Prayatul Matrix for Evaluating Clustering Algorithms: A Direct
Comparison Approach
Abstract
Performance comparison of clustering algorithms are often done in terms
of different confusion matrix based scores obtained on test datasets
when ground truth is available. However, a dataset comprises several
instances having different difficulty levels. Therefore, it is more
logical to compare effectiveness of clustering algorithms on individual
instances instead of comparing scores obtained for the entire dataset.

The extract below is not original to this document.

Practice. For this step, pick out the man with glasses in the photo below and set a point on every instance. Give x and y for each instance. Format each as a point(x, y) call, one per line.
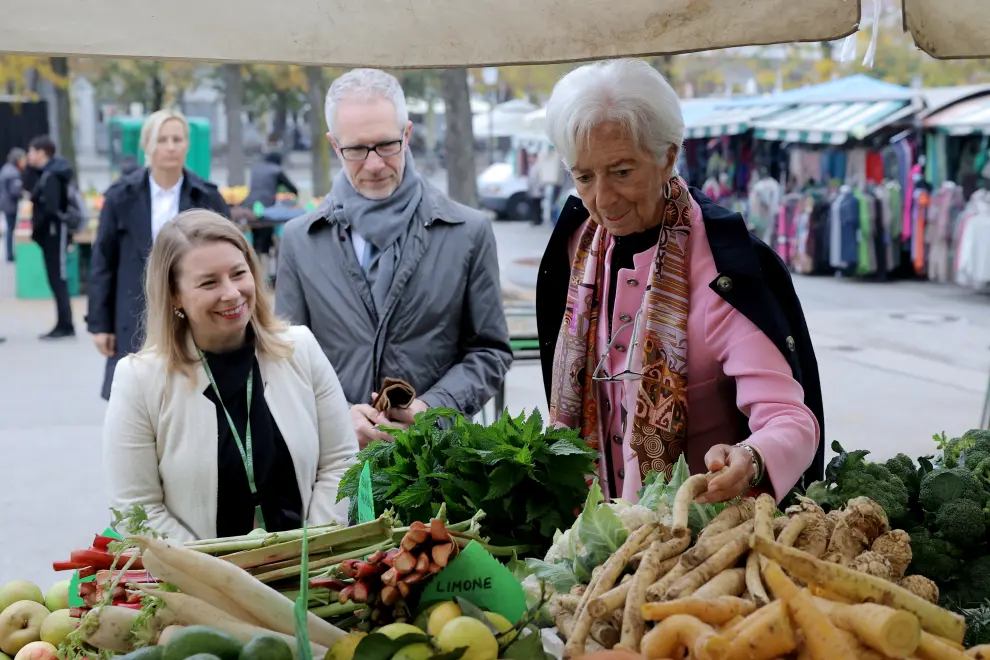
point(395, 279)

In this paper, an alternative approach is proposed for direct comparison
of clustering algorithms in terms of individual instances within the
dataset. A direct comparison matrix called
\emph{Prayatul Matrix} is prepared, which accounts for
comparative outcome of two clustering algorithms on different instances
of a dataset. Five different performance measures are designed based on
prayatul matrix. Theoretical analysis shows proposed measures satisfy
five important properties such as scale invariance, data invariance,
permutation invariance, monotonicity and continuity. Efficacy of the
proposed approach as well as designed measures is analyzed empirically
with four clustering algorithms on widely used standard datasets.
Indications of proposed measures are compared with confusion
matrix-based measures as well as other three permutation invariant
measures. Results are evident that the newly designed measures are
capable of giving some important insight about the clustering
algorithms, which were impossible with the existing measures.